Sometimes a credit crisis is unavoidable, perhaps due to a lost job or a significant health crisis. In those situations, communication with creditors is critical. In nearly all cases, talking with creditors earlier rather than later will yield you more favorable results.
Dealing with a Credit Emergency
- Ask your creditors for more favorable lending terms: lower finance charges and a lower minimum monthly payment. While this will lengthen the time to pay down the debt and may result in paying more finance charges over the long run, it could allow you to meet your monthly essential expenses and prevent your utilities (for example) from being cut off in the short term.
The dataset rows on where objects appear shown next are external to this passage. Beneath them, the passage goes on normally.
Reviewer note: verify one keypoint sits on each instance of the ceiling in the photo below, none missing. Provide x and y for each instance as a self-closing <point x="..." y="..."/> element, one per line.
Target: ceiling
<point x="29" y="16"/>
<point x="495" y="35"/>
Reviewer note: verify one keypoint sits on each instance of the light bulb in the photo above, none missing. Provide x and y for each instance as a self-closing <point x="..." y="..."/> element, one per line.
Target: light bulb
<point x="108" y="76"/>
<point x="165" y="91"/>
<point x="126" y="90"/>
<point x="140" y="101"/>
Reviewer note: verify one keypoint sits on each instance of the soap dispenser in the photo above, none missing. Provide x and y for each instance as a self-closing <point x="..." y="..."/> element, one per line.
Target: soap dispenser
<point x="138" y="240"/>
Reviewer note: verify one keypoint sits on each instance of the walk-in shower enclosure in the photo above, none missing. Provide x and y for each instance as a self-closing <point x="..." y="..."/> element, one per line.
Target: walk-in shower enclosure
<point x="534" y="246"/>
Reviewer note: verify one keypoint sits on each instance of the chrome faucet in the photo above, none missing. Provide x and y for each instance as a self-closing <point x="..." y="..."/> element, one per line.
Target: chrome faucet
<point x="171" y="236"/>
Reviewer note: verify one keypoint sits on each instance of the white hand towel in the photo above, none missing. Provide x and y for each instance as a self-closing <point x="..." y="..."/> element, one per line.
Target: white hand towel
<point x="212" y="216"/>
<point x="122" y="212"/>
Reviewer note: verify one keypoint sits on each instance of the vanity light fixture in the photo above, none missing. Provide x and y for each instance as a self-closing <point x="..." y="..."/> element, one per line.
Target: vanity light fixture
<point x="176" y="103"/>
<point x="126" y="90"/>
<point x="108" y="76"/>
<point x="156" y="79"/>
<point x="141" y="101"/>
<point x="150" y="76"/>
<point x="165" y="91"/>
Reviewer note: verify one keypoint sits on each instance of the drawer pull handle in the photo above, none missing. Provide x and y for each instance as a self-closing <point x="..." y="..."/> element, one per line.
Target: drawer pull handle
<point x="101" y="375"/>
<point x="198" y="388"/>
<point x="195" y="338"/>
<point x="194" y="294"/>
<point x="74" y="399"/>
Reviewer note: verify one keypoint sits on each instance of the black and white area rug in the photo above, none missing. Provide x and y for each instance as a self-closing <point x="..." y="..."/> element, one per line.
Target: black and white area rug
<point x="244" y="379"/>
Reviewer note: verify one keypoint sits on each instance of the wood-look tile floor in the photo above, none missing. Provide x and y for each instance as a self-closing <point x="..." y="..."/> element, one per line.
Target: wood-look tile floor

- If a debt situation becomes intolerable, contact the National Foundation for Credit Counseling (www.nfcc.org). This organization will help you take control of your spending and work out an affordable repayment plan.
- Protect your financial assets while you’re in a credit crisis. Avoid services that claim they can eliminate debt or fix a credit score. You typically will spend a lot of money for these alleged services and may end up in a worse credit situation.
Avoid Credit Traps
Wise use of debt in retirement also means avoiding credit traps. Repeated rolling of a debt from one credit card to another, for instance, can lower your credit score. Unless a credit card interest rate reduction is significant, such as a drop of 4 or 5 percent or more, moving a debt around is only delaying the inevitable. In addition, balance transfer fees generally will be charged, which decrease the amount of interest rate savings. Rather than moving a debt around, pay down the debt as aggressively as possible instead. Or consolidate many higher-rate debts into one at a lower rate, if possible.
No matter how bad your credit crisis may seem, steer clear of the following lenders:
- check-cashing stores
- cash-advance firms
- payday lenders
- rent-to-own companies
- auto title loan companies
In nearly all cases, the costs of using one of these so-called “loan shops” will far, far outweigh any benefits you might gain.